Loading of bulk data to SQL using pyodbc is very slow, To resolve this issue there is a new package introduced in python is called bcpy .
What is it?
This package is a wrapper for Microsoft's SQL Server bcp utility. Current database drivers available in Python are not fast enough for transferring millions of records .This is the fastest way of loading data from CSV to SQL server using python
1. Install the python package called bcpy by running below command.
pip install bcpy
2. Download and install the suitable ODBC driver from Microsoft site.

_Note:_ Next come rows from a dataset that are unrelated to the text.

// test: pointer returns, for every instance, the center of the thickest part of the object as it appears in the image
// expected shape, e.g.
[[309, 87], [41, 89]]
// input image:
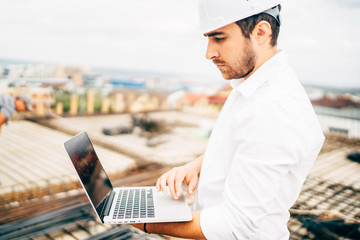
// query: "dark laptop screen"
[[89, 169]]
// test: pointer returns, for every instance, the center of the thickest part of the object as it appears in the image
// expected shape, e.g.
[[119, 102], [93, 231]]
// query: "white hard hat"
[[215, 14]]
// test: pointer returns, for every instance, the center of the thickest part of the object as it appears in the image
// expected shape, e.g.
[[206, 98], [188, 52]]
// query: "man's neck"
[[263, 57]]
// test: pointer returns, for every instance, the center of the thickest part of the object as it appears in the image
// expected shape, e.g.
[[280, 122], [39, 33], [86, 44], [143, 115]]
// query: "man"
[[265, 139], [8, 104]]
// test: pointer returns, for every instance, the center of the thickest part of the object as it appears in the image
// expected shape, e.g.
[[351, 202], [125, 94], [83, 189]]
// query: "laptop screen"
[[89, 169]]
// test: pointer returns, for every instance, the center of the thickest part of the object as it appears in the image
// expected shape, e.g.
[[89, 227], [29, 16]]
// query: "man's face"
[[232, 53]]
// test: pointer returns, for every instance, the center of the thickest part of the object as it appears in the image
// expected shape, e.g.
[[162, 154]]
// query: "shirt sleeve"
[[265, 177], [7, 105]]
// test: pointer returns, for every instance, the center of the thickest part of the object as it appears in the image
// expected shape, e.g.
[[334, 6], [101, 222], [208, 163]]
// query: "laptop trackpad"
[[168, 200]]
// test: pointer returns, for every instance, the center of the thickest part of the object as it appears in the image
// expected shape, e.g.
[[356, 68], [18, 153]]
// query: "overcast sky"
[[321, 38]]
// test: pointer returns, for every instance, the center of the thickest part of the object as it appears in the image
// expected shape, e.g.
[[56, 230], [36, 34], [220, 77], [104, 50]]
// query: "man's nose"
[[211, 51]]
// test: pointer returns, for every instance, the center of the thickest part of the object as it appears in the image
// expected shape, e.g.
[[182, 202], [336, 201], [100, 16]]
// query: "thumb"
[[192, 185]]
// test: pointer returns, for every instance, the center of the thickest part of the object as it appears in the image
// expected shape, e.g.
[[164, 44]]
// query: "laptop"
[[121, 205]]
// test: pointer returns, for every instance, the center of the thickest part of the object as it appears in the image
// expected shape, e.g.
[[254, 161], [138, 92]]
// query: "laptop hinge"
[[108, 202]]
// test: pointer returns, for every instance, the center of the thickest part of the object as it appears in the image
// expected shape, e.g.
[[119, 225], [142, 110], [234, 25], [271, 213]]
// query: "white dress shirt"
[[261, 149]]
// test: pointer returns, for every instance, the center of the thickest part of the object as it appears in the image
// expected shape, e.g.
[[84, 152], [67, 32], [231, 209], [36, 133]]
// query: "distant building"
[[339, 114]]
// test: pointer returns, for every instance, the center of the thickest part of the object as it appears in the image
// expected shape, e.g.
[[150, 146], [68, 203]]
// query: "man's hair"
[[247, 25]]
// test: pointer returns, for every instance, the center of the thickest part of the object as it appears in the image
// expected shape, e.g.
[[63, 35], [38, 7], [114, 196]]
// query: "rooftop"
[[37, 176]]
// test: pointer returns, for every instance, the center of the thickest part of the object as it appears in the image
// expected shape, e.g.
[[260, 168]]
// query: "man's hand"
[[174, 178]]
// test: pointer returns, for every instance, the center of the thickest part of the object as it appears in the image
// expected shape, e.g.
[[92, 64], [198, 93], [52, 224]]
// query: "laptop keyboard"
[[134, 203]]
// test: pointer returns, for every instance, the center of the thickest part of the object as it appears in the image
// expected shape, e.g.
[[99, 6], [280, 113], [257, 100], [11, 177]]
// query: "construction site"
[[42, 198]]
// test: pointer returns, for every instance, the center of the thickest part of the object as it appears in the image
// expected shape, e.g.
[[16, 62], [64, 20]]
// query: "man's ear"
[[262, 33]]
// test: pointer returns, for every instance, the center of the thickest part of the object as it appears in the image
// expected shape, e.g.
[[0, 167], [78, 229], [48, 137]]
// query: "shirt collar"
[[247, 87]]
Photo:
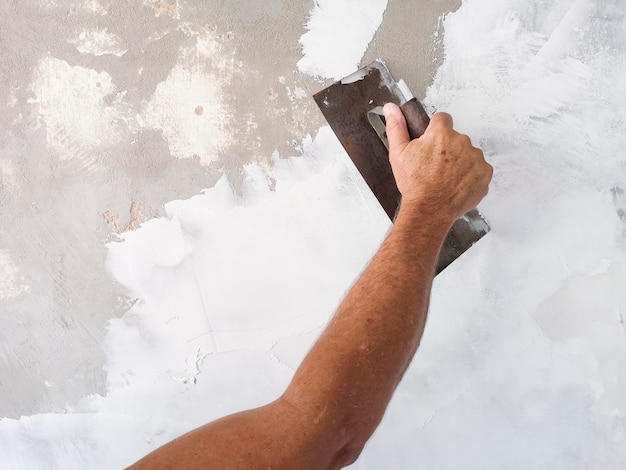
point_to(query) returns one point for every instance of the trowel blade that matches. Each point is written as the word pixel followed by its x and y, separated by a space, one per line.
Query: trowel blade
pixel 349 106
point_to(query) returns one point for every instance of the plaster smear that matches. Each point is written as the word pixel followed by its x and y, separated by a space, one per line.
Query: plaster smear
pixel 73 105
pixel 188 106
pixel 524 358
pixel 99 42
pixel 339 32
pixel 12 283
pixel 230 293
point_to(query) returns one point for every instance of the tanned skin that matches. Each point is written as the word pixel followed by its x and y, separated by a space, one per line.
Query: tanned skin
pixel 340 392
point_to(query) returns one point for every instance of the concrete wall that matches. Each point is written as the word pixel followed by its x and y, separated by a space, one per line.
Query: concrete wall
pixel 112 109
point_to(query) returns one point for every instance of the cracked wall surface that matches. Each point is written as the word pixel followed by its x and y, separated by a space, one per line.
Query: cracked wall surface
pixel 112 109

https://www.microsoft.com/en-us/download/details.aspx?id=56567
3. Download and install BCP Utility from Microsoft site.
https://docs.microsoft.com/en-us/sql/tools/bcp-utility?view=sql-server-2017#T
The following example creates a DataFrame with 100 rows and 4 columns populated with random data and then it sends it to SQL Server.
import bcpy
import numpy as np
import pandas as pd
sql_Conn = {
'server': 'Server',
'database': 'Database',
'username': 'UserName',
'password': 'Password'
}
table_name = 'SampleTable'
df = pd.DataFrame(np.random.randint(-100, 100, size=(100, 4)),columns=list('ABCD'))
bdf = bcpy.DataFrame(df)
exec_sql = bcpy.SqlTable(sql_Conn, table=table_name)
bdf.to_sql(exec_sql)